In Core Infrastructure we design, build and operate all the technology that our Booking.com product development teams need in order to deliver great travel products to our customers.

This includes, for instance, our on premise data centers, our cloud hosted Kubernetes clusters, MySQL/Cassandra/Elasticsearch database environment, HAProxy load balancers, Envoy service mesh, APigee gateway, Kafka streaming service, Hadoop big data storage, Graphite time series, Grafana dashboard platform, monitoring & alerting tools, CI/CD tooling, Perl/Java/Node.js language frameworks and more...

Application Data Service

In Application Data Services we are operating a fleet of thousands of database instances in hundreds of replication hierarchies, some with hundreds of members, some with sizes up to hundred Terabytes, and some with a transaction rate that pushes the boundaries of what the hardware can do. We are also taking care of developer needs, providing services to automate grant management, data ownership, online schema management, and monitoring and alerting. We are using Python and Go, CI/CD in gitlab, Puppet, and some bits and pieces in other languages and systems.
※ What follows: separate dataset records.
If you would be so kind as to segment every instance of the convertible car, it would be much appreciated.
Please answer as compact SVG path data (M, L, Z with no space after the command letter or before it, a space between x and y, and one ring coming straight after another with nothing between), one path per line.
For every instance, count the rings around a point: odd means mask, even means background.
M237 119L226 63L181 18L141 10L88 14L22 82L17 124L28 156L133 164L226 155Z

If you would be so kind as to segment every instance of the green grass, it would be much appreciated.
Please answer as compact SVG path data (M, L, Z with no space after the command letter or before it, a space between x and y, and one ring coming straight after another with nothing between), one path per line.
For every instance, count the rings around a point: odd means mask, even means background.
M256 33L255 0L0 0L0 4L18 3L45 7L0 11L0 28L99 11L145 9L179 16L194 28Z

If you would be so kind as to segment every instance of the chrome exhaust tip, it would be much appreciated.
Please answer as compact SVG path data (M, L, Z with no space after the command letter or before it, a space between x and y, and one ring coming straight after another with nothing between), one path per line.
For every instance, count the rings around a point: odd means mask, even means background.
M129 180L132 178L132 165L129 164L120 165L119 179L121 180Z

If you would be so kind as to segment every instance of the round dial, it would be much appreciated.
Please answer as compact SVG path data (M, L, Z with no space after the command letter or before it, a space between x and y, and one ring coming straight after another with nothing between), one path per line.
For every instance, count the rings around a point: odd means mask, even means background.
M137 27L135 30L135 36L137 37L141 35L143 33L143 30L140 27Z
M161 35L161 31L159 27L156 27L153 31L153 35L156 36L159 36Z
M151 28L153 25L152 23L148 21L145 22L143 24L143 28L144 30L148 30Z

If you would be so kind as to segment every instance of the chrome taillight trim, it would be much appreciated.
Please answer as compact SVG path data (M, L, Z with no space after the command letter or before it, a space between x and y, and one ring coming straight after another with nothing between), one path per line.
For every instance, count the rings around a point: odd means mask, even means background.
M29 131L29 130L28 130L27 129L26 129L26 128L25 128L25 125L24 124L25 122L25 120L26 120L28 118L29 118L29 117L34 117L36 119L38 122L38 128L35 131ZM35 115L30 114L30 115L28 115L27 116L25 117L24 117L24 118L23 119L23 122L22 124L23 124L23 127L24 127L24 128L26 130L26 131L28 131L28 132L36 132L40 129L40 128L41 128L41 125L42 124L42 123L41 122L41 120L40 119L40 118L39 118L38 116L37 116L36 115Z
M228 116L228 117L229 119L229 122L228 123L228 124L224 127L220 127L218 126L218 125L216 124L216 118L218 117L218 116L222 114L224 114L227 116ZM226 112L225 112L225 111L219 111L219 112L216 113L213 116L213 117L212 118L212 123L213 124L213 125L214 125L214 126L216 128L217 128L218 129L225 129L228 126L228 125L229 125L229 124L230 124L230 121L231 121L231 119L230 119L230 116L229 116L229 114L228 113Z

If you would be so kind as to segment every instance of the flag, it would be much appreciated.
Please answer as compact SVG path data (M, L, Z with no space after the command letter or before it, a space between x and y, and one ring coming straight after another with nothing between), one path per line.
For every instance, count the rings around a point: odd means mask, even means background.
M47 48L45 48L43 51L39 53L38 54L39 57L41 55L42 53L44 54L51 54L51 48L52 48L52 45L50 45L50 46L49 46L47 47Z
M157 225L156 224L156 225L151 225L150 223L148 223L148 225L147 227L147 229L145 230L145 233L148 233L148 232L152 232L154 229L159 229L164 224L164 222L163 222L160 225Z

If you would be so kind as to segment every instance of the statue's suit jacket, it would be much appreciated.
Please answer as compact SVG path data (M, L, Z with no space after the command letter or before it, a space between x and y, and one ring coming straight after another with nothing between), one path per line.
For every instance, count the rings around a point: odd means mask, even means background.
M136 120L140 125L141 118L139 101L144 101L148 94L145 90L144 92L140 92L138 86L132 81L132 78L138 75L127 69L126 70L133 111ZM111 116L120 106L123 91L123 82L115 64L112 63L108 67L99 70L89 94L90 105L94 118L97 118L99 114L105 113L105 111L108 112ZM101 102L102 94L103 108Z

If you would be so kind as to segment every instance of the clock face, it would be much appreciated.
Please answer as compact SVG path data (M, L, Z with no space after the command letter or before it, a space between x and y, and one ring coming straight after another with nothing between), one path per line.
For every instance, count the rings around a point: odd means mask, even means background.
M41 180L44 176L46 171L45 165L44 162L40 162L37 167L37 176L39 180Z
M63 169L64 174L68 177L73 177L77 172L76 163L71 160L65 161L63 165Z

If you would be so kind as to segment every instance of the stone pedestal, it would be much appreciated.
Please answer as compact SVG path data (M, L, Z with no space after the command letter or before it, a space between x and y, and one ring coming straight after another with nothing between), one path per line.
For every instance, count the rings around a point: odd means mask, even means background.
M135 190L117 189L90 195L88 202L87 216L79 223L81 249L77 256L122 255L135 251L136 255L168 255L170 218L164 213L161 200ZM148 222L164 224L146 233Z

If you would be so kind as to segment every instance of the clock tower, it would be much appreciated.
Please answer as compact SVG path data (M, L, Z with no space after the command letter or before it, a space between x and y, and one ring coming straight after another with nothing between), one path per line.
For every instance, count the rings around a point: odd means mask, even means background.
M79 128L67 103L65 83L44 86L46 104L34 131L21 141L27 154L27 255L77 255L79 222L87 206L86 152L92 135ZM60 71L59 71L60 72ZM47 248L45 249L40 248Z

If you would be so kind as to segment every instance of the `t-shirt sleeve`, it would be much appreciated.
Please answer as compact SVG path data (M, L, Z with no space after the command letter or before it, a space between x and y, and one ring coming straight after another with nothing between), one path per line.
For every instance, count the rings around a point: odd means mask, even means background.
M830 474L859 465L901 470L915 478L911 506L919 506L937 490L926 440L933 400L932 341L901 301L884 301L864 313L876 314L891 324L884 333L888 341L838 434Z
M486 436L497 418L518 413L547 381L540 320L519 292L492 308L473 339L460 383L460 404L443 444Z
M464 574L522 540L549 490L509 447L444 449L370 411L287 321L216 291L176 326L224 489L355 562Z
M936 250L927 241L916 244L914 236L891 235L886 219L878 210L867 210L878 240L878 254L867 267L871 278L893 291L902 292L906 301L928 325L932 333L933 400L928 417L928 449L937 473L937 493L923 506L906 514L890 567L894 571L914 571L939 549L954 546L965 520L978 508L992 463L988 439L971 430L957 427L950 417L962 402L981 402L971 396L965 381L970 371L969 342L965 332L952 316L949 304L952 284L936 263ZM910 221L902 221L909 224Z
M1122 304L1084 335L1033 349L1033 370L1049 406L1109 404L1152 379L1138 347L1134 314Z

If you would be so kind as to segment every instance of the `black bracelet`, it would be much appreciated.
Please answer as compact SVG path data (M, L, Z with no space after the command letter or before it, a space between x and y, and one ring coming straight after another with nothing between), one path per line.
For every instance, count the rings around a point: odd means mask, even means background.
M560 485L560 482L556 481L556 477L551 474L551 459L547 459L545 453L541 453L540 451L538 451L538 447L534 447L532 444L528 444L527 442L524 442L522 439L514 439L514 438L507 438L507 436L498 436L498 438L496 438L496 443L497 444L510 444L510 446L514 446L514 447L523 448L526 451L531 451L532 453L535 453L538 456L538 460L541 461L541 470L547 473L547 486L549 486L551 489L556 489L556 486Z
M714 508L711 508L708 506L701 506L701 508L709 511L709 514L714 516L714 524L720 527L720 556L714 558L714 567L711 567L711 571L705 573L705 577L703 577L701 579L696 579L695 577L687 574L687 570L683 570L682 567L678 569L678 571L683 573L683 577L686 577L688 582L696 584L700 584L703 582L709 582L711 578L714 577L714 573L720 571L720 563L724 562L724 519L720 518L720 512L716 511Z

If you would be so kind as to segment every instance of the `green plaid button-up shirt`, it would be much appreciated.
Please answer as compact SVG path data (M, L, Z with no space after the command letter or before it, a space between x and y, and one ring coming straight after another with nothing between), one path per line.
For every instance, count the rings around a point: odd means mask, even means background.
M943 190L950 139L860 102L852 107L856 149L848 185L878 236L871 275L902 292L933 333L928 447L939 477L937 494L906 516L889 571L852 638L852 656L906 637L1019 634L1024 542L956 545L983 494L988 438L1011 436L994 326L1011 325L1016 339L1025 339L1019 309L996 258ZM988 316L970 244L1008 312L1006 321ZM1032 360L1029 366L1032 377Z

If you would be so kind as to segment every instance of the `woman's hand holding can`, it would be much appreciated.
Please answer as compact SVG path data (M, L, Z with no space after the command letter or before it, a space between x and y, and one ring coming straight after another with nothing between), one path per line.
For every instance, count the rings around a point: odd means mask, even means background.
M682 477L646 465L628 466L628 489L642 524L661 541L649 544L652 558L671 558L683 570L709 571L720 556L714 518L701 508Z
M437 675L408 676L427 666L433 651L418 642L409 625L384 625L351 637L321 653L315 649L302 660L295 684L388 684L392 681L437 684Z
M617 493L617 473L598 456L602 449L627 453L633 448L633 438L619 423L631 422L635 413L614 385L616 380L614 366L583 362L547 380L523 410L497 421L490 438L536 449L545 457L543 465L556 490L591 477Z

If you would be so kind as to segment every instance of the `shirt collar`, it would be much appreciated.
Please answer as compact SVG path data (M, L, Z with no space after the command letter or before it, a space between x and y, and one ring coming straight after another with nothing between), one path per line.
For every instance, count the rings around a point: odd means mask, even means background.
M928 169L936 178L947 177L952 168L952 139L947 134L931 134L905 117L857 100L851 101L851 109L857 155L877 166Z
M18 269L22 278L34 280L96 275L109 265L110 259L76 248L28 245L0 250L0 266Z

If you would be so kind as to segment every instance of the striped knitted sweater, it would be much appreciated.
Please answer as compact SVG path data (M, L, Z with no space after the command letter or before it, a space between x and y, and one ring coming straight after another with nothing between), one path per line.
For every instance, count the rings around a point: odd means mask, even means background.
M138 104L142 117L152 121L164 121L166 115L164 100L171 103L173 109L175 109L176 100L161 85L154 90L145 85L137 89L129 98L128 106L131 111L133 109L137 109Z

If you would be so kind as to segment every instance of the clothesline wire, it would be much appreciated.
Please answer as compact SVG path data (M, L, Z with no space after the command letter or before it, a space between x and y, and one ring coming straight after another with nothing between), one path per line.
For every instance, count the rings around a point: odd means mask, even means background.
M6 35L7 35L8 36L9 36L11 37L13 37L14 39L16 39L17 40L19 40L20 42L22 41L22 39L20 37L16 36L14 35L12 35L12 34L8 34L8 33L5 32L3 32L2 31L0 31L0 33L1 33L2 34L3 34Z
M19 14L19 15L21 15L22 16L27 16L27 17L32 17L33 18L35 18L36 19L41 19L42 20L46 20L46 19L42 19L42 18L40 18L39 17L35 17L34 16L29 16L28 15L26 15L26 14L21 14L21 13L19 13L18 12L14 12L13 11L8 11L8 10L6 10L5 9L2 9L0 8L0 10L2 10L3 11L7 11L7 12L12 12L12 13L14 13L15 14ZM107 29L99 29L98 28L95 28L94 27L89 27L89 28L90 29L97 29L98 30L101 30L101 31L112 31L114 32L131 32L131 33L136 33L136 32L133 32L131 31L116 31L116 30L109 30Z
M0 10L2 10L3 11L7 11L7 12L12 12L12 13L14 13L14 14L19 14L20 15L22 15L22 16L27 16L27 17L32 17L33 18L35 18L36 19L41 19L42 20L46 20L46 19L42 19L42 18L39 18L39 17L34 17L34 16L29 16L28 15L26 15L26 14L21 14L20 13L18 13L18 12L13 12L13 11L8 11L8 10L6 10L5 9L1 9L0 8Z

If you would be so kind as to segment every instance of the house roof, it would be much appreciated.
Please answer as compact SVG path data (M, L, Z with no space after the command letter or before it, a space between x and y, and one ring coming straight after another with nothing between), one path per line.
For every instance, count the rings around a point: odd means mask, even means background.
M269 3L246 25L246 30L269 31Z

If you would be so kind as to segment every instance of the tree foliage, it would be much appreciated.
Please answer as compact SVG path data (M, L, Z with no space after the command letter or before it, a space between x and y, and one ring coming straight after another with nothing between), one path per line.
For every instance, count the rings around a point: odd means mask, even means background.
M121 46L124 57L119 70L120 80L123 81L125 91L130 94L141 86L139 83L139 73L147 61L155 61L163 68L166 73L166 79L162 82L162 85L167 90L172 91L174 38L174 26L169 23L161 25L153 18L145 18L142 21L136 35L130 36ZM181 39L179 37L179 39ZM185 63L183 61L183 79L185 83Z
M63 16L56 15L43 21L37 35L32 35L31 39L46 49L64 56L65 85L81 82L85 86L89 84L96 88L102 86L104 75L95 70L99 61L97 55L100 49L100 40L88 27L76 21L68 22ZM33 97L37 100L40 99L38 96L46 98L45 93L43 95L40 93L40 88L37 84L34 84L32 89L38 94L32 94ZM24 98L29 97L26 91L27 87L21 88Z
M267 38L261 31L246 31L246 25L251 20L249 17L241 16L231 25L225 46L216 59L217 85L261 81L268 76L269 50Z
Of course, this is only possible because the provisioning, maintenance and operations of these servers is automated. And maintaining, improving and refactoring this automation is what the SRE job is about: We code our way out of problems where operations are concerned, addressing availability, scalability, latency, and efficiency challenges within the vast infrastructure here at Booking.

  • You will impact millions of people all over the globe with your creative solutions
  • You will be working in one of the biggest e-commerce companies in the world
  • You will solve interesting problems at scale by writing and deploying code across tens of thousands of servers
  • You will have the opportunity to collaborate with many of the world's leading SREs
  • You will be free to launch your own ideas and solutions within our complex production environment
Our automation is written in Python and Go, and is interfacing with a number of systems, among them our Puppetry, Openstack, Kubernetes, PowerDNS, Graphite, Prometheus, Zookeeper, and many more.

B.RESPONSIBLE

Important aspects of the job include:
  • It's MySQL, thousands of instances in hundreds of replication hierarchies, some of them seeing substantial load, the foundation of our Application Data Infrastructure.
  • It's automated. But as our systems are evolving, this automation needs improvement, extension and refactoring to meet the changing requirements of a different environment.
  • It's Python, and Go. And being at the center of most, if not all applications, it is literally talking to everything else.
  • It's moving to all the platforms, including Openstack, Kubernetes and the public cloud.
  • It's dynamic. With automated capacity testing, restore testing, failover testing and disaster recovery testing, it needs to be able to adapt to planned and unplanned changes in the production conditions and environments.
  • Sometimes it has problems. Sometimes our customers make problems. Good monitoring and alerting are required to be aware of problems as they develop, or ideally before they develop.
  • It's in multiple data centers, ours and in the public cloud. Replication and communication over long distances pose their own scaling and performance problems.
As SRE in the data infrastructure team, you will be responsible for planning, building, improving and refactoring solutions that solve these problems. You will also share the on-call rotation and be an escalation contact for incidents. You will be working in close collaboration with multi-functional teams in Core Infrastructure and in the Application Teams.

B.SKILLED

What will you bring to the role?
  • A solid understanding of MySQL operations, scalability and performance, with a focus on replication, large-scale environments and InnoDB.
  • The will and skill to completely automate the database lifecycle as scale.
  • Experience with building and maintaining a complex database environment, at scale and in a distributed environment with a variety of underlying technologies.
  • Solid understanding of Linux administration and networking as a foundation of operating applications in a Linux environment.
  • The ability to define the metrics that define the health and success of the production environment you built.
  • Creative approach to problem-solving
  • Fluency in the English language both spoken and written
  • Additional experience in networking, security or storage is an advantage
B.offered

We are a performance-based company that offers career advancement and lucrative compensation, including bonuses and stock potential. We also offer what we call the "Booking Deal" with other competitive perks and benefits. The Technology department has monthly hackathons, training and attends/speaks at global conferences.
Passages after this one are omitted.